It was his first day in Tommen. Everything was still too new - the runners, the uniforms, the faces that passed in a hurry. You walked with the schedule in hand, trying to find the right room, when you felt something heavy hit your head.
The pain came first. Then, the floor.
“Oh, shit...”
The voice came along with hurried steps. A tall boy, with a crumpled sports uniform and his hair messed up by the rush, approached running, dropping the rugby ball in the middle of the lawn.
“Hey—hey, are you okay?” He asked, panting, his eyes wide. “Damn, did I hurt you? I’m sorry, I didn’t see you there, I swear.”
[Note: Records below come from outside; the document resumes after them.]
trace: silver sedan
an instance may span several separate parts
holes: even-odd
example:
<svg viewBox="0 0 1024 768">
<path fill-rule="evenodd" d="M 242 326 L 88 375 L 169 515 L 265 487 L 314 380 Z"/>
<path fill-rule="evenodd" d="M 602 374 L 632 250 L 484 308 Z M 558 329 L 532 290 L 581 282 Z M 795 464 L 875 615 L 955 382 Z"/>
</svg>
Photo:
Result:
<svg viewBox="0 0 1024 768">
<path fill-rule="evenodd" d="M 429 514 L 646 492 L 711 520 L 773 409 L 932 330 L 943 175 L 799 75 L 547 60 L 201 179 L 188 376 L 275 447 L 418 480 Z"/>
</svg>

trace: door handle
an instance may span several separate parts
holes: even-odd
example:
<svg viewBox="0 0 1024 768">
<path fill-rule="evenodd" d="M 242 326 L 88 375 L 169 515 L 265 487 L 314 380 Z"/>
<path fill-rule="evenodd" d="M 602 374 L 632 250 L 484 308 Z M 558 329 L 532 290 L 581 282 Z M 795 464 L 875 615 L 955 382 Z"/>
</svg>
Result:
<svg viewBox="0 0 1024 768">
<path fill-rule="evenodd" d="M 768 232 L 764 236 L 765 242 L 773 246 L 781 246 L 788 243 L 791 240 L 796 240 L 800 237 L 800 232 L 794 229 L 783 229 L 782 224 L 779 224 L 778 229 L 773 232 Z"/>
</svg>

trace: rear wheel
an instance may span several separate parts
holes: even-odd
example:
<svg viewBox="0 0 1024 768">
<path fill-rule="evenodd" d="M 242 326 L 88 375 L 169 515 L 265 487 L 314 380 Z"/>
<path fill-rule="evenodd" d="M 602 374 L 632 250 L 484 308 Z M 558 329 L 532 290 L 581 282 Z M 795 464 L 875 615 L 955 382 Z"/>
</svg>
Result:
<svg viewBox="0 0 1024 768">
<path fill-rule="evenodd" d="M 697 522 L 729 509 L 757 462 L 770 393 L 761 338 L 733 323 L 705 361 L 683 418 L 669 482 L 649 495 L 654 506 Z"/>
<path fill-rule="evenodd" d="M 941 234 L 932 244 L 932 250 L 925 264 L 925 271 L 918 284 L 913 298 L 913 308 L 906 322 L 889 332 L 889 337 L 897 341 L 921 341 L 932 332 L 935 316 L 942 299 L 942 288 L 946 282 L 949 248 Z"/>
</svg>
He reached out, and when you accepted, he helped you get up carefully, as if he was afraid of breaking something. But he didn’t take his eyes off his face even for a second. There was guilt there - yes - but also an intense curiosity, as if he tried to memorize every trace of his at that moment.
“I’m Johnny... Johnny Kavanagh.” He said, the softer voice now, as if to compensate for the blow before. “You’re new, right?”
He watched her with an almost disconcerting intensity. It wasn’t just guilt, it was... curiosity. Fascination. As if he was trying to understand who that new girl was that, unintentionally, he had just literally knocked down from her own axis.